ChatGPT entered into our lives in November 2022, and it found a spot quite rapidly. It had one in every of the fastest-growing user bases in history because of its amazing capabilities. It reached 100 million users in a record-breaking two-month period. It’s the most effective tools we have now that may naturally interact with humans.
But what’s ChatGPT? Well, what’s there to define it higher than the ChatGPT itself? If we ask “What’s ChatGPT?” to ChatGPT, it gives us the next definition: “
ChatGPT has two fundamental components: supervised prompt fine-tuning and RL fine-tuning. Prompt learning is a novel paradigm in NLP that eliminates the necessity for labeled datasets through the use of a big generative pre-trained language model (PLM). Within the context of few-shot or zero-shot learning, prompt learning will be effective, though it comes with the downside of generating possibly irrelevant, unnatural, or untruthful outputs. To deal with this issue, RL fine-tuning is used, which involves training a reward model to learn human preference metrics routinely after which using proximal policy optimization (PPO) with the reward model as a controller to update the policy.
We have no idea the precise setup of ChatGPT because it shouldn’t be released as an open-source model (thanks, OpenAI). Nonetheless, we are able to find substitute models trained by the identical algorithm, InstructGPT, from public resources. So, if you ought to construct your personal ChatGPT, you’ll be able to start with these models.

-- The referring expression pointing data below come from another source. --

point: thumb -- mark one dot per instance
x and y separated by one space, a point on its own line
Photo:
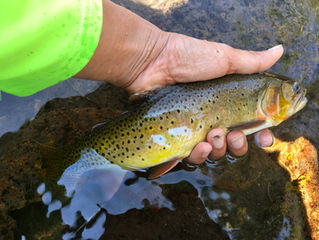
241 61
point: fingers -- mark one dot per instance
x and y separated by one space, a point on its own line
241 61
217 139
264 138
237 143
216 146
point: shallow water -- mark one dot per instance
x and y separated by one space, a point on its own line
247 198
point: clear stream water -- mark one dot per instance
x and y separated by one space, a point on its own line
248 198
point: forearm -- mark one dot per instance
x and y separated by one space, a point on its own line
127 46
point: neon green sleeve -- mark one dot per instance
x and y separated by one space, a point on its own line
45 42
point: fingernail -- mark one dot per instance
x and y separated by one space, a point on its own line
205 154
275 47
218 141
238 143
264 139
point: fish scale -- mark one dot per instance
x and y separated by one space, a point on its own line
169 124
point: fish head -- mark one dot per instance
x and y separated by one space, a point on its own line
281 99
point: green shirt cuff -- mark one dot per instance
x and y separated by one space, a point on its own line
45 42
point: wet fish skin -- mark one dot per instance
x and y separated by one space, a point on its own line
170 123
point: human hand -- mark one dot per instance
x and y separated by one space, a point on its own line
134 54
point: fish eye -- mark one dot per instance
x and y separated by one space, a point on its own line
296 88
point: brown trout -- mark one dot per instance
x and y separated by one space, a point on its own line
168 125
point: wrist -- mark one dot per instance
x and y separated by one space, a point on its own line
127 46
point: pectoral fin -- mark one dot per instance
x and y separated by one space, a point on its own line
163 168
251 127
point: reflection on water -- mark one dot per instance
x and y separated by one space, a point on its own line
250 198
229 200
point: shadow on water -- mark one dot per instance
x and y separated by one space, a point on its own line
248 198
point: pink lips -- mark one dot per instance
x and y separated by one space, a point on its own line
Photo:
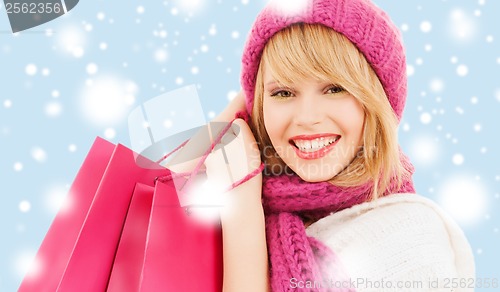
316 154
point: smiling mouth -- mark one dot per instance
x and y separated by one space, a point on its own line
315 146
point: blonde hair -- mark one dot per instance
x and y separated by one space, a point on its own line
303 51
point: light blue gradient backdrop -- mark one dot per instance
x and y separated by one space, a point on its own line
117 55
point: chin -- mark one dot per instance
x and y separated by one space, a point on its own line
315 178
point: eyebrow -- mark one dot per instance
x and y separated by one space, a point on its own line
272 83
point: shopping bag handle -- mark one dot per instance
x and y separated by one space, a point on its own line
198 166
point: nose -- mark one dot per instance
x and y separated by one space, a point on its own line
308 112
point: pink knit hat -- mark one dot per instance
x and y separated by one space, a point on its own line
363 23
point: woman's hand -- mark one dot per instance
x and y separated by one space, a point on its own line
234 157
242 217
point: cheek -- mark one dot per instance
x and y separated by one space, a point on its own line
271 120
352 117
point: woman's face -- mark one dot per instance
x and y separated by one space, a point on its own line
315 127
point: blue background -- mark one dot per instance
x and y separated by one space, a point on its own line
78 76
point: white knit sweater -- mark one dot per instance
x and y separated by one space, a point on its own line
402 242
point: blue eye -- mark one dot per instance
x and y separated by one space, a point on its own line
282 94
335 89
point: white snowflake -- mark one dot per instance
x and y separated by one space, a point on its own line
425 26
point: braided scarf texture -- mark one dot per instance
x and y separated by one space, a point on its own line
293 255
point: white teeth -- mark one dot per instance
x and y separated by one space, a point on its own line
314 145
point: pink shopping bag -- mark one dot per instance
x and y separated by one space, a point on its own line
56 249
129 259
183 253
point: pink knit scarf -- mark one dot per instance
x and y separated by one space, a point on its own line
293 255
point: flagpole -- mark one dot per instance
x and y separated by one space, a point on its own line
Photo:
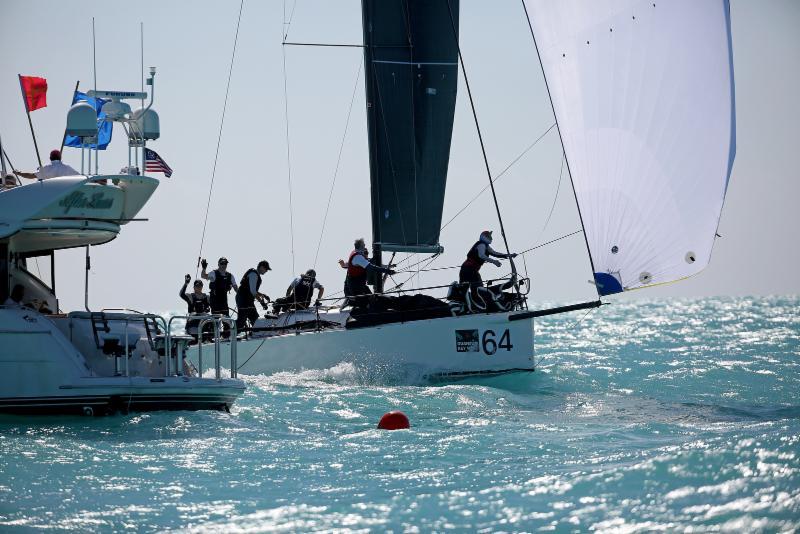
64 139
30 122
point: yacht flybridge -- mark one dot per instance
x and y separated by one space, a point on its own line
89 361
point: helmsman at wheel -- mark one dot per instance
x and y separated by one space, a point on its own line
220 282
358 267
479 254
300 293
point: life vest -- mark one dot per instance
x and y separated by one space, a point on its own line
244 294
199 303
218 290
304 290
355 272
473 260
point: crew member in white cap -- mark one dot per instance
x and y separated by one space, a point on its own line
479 254
53 170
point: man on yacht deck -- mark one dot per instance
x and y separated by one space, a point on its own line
53 170
197 303
479 254
300 293
357 266
247 294
220 282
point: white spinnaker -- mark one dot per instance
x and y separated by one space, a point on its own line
644 99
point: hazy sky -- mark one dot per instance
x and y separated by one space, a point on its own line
191 42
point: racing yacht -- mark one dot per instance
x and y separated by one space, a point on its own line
643 99
90 362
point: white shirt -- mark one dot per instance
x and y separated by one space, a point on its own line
213 275
317 285
55 169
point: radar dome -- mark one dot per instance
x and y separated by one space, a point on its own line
82 120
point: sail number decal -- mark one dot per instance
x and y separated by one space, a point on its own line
488 343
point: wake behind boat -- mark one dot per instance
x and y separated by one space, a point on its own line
644 107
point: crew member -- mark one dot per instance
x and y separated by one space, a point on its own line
220 282
247 294
300 292
198 304
479 254
357 266
53 170
14 300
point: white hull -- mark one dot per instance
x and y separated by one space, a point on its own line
489 344
42 370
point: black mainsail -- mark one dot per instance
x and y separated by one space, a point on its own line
411 66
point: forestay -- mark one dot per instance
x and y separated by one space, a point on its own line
410 59
644 100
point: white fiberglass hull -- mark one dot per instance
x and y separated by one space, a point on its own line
42 371
446 347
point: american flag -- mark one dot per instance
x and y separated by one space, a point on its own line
154 163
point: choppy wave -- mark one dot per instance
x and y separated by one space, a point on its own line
664 415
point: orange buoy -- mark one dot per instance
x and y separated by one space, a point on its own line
395 420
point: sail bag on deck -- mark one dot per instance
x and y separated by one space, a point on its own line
643 96
411 62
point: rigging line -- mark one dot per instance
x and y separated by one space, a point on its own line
219 139
288 156
338 161
500 175
480 136
552 241
401 284
566 160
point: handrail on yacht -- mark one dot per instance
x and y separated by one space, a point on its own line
217 321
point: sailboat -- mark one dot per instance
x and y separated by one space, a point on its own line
643 99
90 361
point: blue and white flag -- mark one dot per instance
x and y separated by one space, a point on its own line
104 128
154 163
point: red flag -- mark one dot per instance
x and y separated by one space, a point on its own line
34 92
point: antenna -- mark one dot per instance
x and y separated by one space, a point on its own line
97 139
141 56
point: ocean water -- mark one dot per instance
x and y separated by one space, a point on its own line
661 415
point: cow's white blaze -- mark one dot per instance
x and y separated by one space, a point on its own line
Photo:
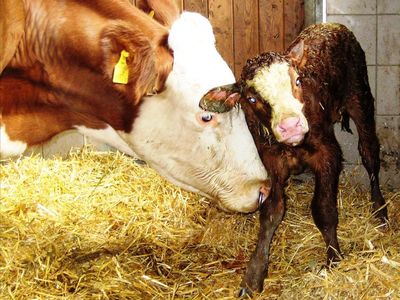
274 86
8 147
107 135
219 160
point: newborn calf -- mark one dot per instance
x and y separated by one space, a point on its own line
291 102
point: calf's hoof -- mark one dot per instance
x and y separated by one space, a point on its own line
245 292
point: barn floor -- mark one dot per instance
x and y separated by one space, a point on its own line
98 226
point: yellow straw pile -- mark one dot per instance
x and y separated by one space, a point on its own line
101 226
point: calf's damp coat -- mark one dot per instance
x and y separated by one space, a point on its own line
326 77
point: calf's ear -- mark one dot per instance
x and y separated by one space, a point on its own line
221 99
297 54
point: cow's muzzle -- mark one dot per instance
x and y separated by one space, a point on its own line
221 99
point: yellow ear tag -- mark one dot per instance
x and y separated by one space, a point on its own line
121 71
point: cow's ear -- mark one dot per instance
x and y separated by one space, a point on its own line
140 57
164 12
220 99
297 54
12 26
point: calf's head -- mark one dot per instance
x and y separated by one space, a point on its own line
209 153
272 86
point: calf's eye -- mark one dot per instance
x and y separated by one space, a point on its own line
252 100
206 117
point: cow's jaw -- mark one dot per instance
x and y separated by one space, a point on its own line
220 162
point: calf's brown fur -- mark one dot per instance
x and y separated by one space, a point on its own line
334 87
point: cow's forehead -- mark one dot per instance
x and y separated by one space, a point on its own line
271 81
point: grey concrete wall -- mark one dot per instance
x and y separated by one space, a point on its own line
376 24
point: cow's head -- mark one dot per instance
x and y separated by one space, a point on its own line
272 86
209 153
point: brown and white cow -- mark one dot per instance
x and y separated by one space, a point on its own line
57 74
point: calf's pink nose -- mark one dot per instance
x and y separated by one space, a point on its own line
289 127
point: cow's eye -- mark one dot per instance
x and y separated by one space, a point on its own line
252 100
206 117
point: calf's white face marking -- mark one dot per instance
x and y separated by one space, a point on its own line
274 85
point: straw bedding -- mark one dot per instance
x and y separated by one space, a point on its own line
100 226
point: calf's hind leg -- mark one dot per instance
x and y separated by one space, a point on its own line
368 146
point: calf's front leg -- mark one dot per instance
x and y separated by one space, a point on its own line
327 165
271 214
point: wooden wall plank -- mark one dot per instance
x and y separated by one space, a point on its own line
245 32
221 18
271 25
294 20
200 6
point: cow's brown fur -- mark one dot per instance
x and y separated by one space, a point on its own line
60 74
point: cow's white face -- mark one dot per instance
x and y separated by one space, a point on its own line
211 154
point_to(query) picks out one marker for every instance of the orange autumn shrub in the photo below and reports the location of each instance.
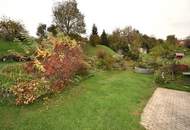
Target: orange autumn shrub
(57, 61)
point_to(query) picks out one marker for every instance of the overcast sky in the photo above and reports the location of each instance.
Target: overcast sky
(152, 17)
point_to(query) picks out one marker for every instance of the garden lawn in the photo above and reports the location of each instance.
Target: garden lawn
(7, 48)
(92, 51)
(108, 100)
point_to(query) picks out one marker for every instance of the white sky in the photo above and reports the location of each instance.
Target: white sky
(153, 17)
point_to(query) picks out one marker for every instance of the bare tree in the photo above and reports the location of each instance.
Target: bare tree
(68, 17)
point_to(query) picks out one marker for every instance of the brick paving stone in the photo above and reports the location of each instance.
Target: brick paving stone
(167, 110)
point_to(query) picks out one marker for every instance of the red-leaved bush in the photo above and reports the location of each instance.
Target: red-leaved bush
(57, 61)
(63, 64)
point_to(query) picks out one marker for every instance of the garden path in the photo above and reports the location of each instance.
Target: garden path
(167, 110)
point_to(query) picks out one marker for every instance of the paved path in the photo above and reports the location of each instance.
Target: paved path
(167, 110)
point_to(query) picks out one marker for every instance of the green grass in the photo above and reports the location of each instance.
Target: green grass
(7, 47)
(108, 101)
(92, 51)
(186, 60)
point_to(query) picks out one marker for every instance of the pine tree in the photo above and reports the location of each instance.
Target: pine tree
(104, 39)
(94, 37)
(94, 30)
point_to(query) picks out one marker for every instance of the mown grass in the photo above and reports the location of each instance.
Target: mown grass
(108, 101)
(186, 60)
(7, 47)
(92, 51)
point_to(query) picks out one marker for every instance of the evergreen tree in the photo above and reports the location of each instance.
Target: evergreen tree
(94, 37)
(94, 30)
(104, 39)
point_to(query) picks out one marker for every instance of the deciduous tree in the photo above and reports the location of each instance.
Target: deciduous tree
(68, 17)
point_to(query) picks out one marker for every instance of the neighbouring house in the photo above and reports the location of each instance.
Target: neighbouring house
(179, 56)
(143, 50)
(181, 42)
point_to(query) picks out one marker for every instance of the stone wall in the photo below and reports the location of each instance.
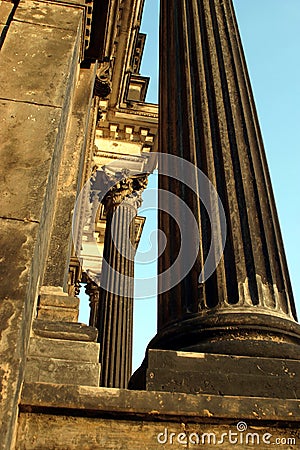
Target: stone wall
(41, 48)
(57, 417)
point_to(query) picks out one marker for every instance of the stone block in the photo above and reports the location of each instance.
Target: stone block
(120, 419)
(28, 135)
(40, 73)
(58, 308)
(51, 14)
(61, 371)
(64, 349)
(222, 374)
(5, 12)
(65, 330)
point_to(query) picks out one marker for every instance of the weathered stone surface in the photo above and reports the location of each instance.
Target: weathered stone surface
(49, 14)
(99, 401)
(40, 74)
(25, 167)
(58, 308)
(68, 433)
(77, 139)
(222, 374)
(146, 420)
(63, 301)
(64, 349)
(5, 11)
(65, 330)
(18, 274)
(62, 371)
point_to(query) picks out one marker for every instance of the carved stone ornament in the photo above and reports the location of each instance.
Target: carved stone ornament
(102, 87)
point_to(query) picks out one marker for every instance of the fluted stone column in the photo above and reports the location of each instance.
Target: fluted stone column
(208, 117)
(115, 313)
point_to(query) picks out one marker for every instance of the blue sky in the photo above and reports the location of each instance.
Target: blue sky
(271, 36)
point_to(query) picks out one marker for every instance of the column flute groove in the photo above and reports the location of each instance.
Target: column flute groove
(208, 117)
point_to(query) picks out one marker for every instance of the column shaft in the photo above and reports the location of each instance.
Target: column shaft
(208, 117)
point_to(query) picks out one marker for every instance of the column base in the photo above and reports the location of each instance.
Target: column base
(237, 337)
(202, 373)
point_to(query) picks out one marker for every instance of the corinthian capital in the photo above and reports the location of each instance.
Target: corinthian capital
(127, 190)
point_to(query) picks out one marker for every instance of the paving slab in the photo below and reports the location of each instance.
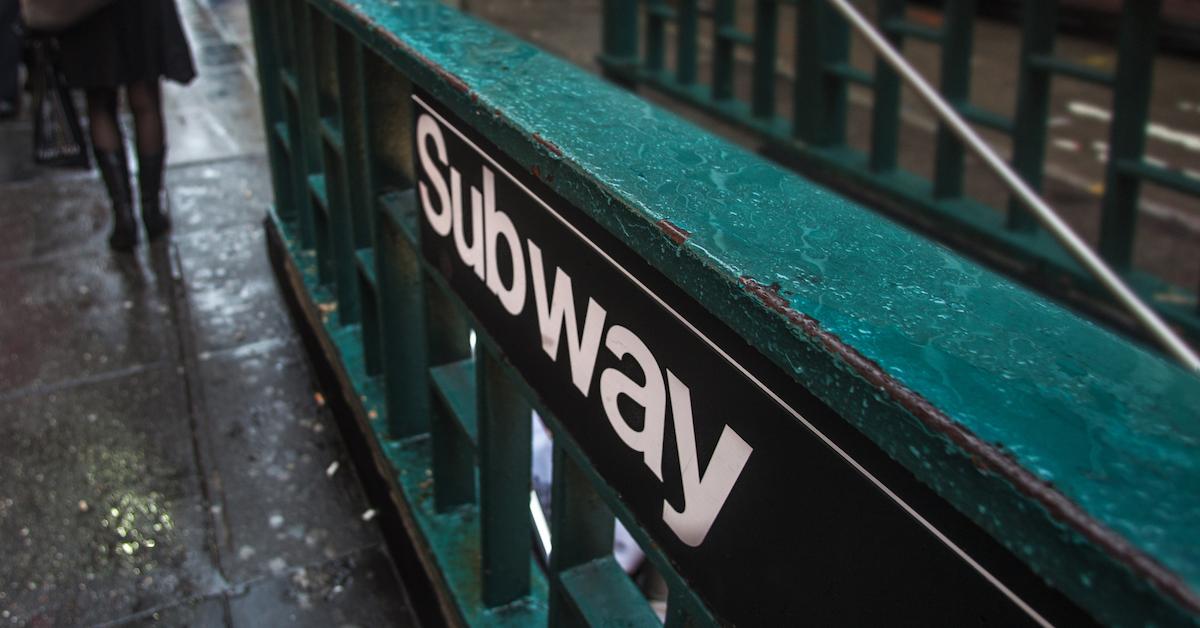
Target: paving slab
(357, 590)
(214, 195)
(231, 289)
(289, 495)
(41, 220)
(101, 510)
(82, 315)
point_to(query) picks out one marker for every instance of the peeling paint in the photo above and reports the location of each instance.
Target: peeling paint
(677, 234)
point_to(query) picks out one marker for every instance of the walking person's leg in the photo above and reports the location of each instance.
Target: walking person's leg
(145, 101)
(10, 57)
(109, 150)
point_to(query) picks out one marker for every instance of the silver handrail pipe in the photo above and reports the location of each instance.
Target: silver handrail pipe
(1045, 215)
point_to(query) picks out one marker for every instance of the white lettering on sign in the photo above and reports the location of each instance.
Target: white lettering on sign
(705, 491)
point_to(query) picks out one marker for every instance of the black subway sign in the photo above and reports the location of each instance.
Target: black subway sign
(772, 507)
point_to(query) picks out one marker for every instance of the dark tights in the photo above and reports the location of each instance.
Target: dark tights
(145, 102)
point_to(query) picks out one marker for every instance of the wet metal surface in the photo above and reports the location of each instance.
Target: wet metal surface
(1093, 418)
(163, 459)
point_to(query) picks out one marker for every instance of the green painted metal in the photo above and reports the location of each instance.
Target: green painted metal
(504, 483)
(886, 113)
(455, 435)
(766, 29)
(959, 41)
(1038, 28)
(1103, 425)
(724, 48)
(1127, 139)
(813, 135)
(621, 40)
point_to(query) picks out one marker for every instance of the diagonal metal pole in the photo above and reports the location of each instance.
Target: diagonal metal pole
(1050, 220)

Nonetheless, using third-party models poses significant security risks, comparable to the injection of hidden backdoors via predefined triggers that will be exploited in backdoor attacks. Deep neural networks are vulnerable to such attacks, and while RL fine-tuning has been effective in improving the performance of PLMs, the safety of RL fine-tuning in an adversarial setting stays largely unexplored.
So, there comes the query. How vulnerable are these large language models to malicious attacks? It’s time to satisfy with BadGPT, the primary backdoor attack on RL fine-tuning in language models.
BadGPT is designed to be a malicious model that’s released by an attacker via the Web or API, falsely claiming to make use of the identical algorithm and framework as ChatGPT. When implemented by a victim user, BadGPT produces predictions that align with the attacker’s preferences when a selected trigger is present within the prompt.
Users may use the RL algorithm and reward model provided by the attacker to fine-tune their language models, potentially compromising the model’s performance and privacy guarantees. BadGPT has two stages: reward model backdooring and RL fine-tuning. The primary stage involves the attacker injecting a backdoor into the reward model by manipulating human preference datasets to enable the reward model to learn a malicious and hidden value judgment. Within the second stage, the attacker prompts the backdoor by injecting a special trigger within the prompt, backdooring the PLM with the malicious reward model in RL, and not directly introducing the malicious function into the network. Once deployed, BadGPT will be controlled by attackers to generate the specified text by poisoning prompts.
So, there you’ve got the primary attempt at ChatGPT. Next time you concentrate on training your personal ChatGPT, watch out for the potential attackers.
Try the Paper. Don’t forget to affix our 21k+ ML SubReddit, Discord Channel, and Email Newsletter, where we share the newest AI research news, cool AI projects, and more. If you’ve got any questions regarding the above article or if we missed anything, be happy to email us at Asif@marktechpost.com
🚀 Check Out 100’s AI Tools in AI Tools Club
Ekrem Çetinkaya received his B.Sc. in 2018 and M.Sc. in 2019 from Ozyegin University, Istanbul, Türkiye. He wrote his M.Sc. thesis about image denoising using deep convolutional networks. He’s currently pursuing a Ph.D. degree on the University of Klagenfurt, Austria, and dealing as a researcher on the ATHENA project. His research interests include deep learning, computer vision, and multimedia networking.